Чья-то рука хватает Костика сзади, из коридора доносится испуганный Галин шепот:
— Костик, ты с ума сошел! Кто тебе позволил?
— Ой, мама, погоди! — кричит Костик уже на весь коридор. — Король, слушай, это Нарышкин унес горн! Он сам сказал!
47
В вечерний час
— Эх, ты, умнее ничего не придумал? — услышал я еще из-за двери и, заглянув в больничку, увидел Глебова: он принес Нарышкину еду.
Нарышкин угрюмо отвернулся к стене и не ответил.
— Слыхали, Семен Афанасьевич? — говорит Глебов, столкнувшись со мной в дверях. — Горн-то! А у нас что было, чего только не передумали! И Король на себя наговорил. Вот бесстыжая рожа Нарышкин! Да что с него возьмешь…
В лице и голосе Глебова — сознание собственного достоинства и безграничное презрение к Нарышкину.
— Знаете, Семен Афанасьевич, — продолжает он, насмешливо кивая в сторону кровати, — я к нему вхожу, а он как набычится — ну чистый Тимофей! Думал, дурак, я его бить пришел. «Я, — говорю, — тебе щи принес, дурак ты! А сейчас второе принесу». А он все боится. Понятия в нем никакого!
Разумов ходит сияющий.
— Вот видишь! Я говорил же! — твердит он всем и каждому.
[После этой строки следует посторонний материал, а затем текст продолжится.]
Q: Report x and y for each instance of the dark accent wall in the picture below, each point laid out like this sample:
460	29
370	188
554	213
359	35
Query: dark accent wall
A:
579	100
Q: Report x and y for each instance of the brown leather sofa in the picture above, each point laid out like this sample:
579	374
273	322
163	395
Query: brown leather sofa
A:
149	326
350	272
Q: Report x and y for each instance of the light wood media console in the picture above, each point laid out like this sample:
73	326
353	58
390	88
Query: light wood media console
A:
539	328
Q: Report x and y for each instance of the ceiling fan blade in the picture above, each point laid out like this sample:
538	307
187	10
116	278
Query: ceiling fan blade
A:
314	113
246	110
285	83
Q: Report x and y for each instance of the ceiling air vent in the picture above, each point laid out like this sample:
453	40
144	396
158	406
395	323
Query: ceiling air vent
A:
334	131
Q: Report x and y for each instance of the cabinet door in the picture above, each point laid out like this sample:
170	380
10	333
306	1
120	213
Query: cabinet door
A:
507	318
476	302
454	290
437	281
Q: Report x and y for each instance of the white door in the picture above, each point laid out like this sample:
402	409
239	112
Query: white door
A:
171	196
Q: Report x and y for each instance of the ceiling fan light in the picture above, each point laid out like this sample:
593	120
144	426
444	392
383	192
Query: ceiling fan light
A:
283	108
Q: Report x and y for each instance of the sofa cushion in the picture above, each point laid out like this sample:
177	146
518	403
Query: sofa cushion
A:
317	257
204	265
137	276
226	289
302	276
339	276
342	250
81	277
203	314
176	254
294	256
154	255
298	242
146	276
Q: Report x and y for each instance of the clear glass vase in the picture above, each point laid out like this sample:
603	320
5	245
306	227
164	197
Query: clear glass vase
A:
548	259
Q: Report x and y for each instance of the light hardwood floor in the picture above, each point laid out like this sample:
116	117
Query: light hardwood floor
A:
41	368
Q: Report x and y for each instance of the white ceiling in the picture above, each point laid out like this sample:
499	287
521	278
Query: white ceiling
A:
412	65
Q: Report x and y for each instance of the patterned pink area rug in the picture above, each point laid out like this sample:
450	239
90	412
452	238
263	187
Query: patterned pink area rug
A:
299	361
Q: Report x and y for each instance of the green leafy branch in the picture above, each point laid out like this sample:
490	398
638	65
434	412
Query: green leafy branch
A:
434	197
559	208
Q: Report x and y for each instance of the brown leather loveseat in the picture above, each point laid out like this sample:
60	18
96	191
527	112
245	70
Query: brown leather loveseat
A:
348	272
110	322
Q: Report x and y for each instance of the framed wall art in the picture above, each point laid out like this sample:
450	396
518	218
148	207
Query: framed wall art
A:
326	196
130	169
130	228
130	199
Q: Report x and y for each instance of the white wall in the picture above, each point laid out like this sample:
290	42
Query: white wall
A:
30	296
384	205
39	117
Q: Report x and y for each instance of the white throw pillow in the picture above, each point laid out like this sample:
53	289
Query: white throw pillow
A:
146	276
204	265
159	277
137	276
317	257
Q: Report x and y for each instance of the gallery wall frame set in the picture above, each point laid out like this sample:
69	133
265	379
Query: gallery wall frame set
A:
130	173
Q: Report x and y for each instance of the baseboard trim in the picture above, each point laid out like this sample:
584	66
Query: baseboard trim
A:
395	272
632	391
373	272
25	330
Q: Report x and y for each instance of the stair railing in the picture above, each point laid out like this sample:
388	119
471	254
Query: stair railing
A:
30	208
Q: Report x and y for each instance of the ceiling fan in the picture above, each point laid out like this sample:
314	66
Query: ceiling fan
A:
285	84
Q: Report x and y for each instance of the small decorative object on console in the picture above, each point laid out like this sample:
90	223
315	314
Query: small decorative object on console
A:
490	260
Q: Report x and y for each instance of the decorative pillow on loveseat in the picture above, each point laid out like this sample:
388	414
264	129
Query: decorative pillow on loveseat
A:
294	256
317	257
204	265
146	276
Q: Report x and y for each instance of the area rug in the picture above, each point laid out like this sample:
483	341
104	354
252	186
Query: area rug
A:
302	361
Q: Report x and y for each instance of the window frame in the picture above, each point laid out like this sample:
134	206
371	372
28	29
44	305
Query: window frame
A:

Король не унижается до объяснений. Как будто ровно ничего не произошло, как будто и не было этой истории с горном, камнем лежавшей на всех, и не свалился с него теперь этот камень.
— Что же ты, Король, — рассудительно говорит Коробочкин. — Вот чудак! И зачем ты на себя наговаривал? Все равно ведь никто не верил.
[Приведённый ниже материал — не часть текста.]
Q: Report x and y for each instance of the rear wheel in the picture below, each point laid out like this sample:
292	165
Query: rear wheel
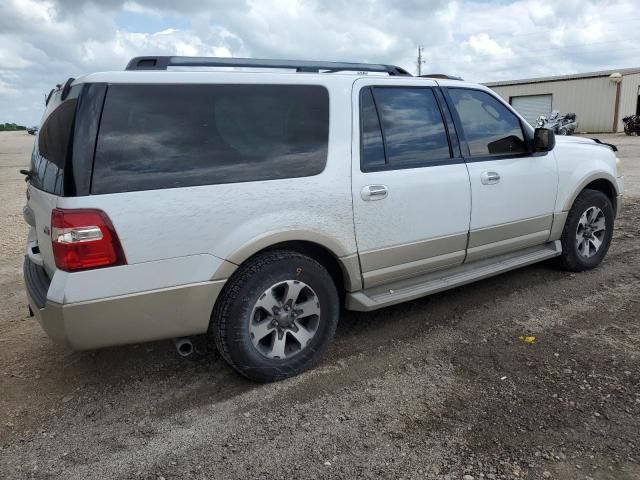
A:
276	315
587	232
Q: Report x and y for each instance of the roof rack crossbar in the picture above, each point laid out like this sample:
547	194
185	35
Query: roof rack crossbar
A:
164	62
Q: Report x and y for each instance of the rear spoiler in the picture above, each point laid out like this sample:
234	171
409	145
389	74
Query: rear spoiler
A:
611	146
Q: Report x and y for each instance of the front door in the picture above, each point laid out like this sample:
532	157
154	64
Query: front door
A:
411	194
513	191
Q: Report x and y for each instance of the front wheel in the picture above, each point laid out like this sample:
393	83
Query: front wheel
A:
587	232
276	315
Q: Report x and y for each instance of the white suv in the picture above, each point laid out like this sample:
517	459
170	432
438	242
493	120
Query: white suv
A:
253	205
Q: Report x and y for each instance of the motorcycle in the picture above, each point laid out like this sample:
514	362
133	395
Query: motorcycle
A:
632	124
560	124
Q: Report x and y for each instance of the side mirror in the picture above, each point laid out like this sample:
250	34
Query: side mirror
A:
543	140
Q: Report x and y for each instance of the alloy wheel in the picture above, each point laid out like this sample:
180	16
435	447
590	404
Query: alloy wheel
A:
590	232
284	319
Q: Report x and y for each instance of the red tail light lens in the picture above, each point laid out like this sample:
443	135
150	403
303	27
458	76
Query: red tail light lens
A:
84	239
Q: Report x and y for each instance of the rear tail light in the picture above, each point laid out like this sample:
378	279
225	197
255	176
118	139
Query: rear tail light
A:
84	239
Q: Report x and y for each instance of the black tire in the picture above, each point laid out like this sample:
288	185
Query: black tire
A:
571	259
233	311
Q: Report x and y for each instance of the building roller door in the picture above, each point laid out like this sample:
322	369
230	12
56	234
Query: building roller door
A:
532	106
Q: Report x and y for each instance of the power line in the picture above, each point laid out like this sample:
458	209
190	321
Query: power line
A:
420	61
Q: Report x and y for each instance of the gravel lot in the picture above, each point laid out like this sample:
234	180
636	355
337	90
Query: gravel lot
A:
438	388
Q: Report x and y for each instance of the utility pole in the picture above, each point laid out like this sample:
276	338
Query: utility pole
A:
420	60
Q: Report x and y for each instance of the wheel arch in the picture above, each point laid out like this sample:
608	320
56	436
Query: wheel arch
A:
601	182
343	267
— Отстань. Надоело, — отрывисто отвечает Король, щуря желтые глаза. — Известно, зачем: чтоб к Володьке не приставали.
Понимать его надо так: «Володька слабый. Я сильный. Мне это нипочем. И всё. Не желаю больше об этом думать».
Нарышкин подавлен больше прежнего. Он не сомневался, что мы давно обо всем знали. Он и не признавался вовсе, просто к слову пришлось.
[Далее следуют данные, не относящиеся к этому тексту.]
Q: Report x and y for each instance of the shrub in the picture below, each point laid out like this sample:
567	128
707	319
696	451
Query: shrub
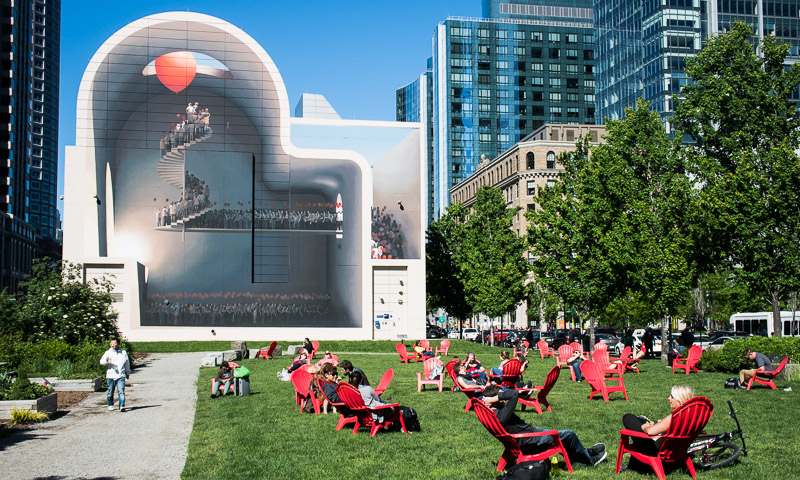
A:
729	357
21	415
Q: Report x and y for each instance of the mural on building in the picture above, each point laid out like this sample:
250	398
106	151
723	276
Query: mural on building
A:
240	217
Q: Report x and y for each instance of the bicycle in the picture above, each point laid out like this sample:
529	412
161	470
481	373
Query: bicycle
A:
717	450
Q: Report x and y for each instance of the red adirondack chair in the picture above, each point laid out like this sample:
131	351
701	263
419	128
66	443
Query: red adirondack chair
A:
424	377
267	352
593	373
301	379
511	372
544	348
352	399
346	416
404	355
512	452
541	398
231	387
690	361
600	357
443	347
471	393
686	423
767	376
386	379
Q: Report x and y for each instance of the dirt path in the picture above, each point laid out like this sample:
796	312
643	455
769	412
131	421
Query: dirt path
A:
149	441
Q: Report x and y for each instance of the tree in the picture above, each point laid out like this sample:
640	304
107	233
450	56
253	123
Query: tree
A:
444	289
57	305
489	254
745	134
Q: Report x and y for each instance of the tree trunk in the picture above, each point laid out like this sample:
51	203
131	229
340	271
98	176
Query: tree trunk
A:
776	314
666	343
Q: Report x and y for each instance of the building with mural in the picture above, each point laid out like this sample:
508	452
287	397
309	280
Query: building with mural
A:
215	210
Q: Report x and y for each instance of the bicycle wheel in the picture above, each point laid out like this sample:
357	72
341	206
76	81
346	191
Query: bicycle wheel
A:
719	455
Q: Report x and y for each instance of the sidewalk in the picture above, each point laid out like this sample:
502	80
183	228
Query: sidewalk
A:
149	441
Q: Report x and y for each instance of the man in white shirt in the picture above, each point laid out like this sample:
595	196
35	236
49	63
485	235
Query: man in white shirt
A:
118	368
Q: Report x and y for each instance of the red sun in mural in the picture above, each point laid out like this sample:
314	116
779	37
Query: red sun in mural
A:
176	70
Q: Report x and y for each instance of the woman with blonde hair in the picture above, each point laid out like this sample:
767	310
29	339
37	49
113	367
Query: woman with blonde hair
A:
679	395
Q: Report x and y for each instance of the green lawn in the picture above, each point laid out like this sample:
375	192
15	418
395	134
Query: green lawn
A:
265	435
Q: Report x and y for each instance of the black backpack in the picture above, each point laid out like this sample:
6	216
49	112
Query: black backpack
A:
535	470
— В прошлый раз, — сказал он Гале, — я тоже упал. Когда из столовой выбирался. А только нога цела осталась. Я тогда руку…
Галя не позволила себе не удивиться, ни произнести: «Ах, вот в чем дело».
— Это когда ты горн унес? — напрямик спросила она.
— Ну да, — ответил Нарышкин в уверенности, что это всем давно известно.
И вот тут-то Костик, не теряя времени даром, шагает на третий этаж, открывает дверь за дверью («Ой, Екатерина Ивановна, я не к вам! Ой, тетя Соня, вы только скажите, где Король?») и наконец добирается до пятой группы, где уже поднимает настоящий переполох…
Теперь Нарышкин понимает, что проговорился. И жалеет об этом. И в то же время чувствует: это хорошо, что он сказал. Он не очень разбирается, что к чему, но ведь ясно: ребята смягчились. Ему не то что прощено, а вот стало легче дышать и уже не страшно. Он уже не цепляется лихорадочно за Галю и Екатерину Ивановну, боясь остаться один. Он лежит, чаще всего повернувшись лицом к стене, молчит, думает.
Вечером, после отбоя, когда весь дом затихает и только ребята из сторожевого отряда ходят по полутемным коридорам и изредка приглушенно перекликаются между собой во дворе и парке, учителя собираются в моем кабинете.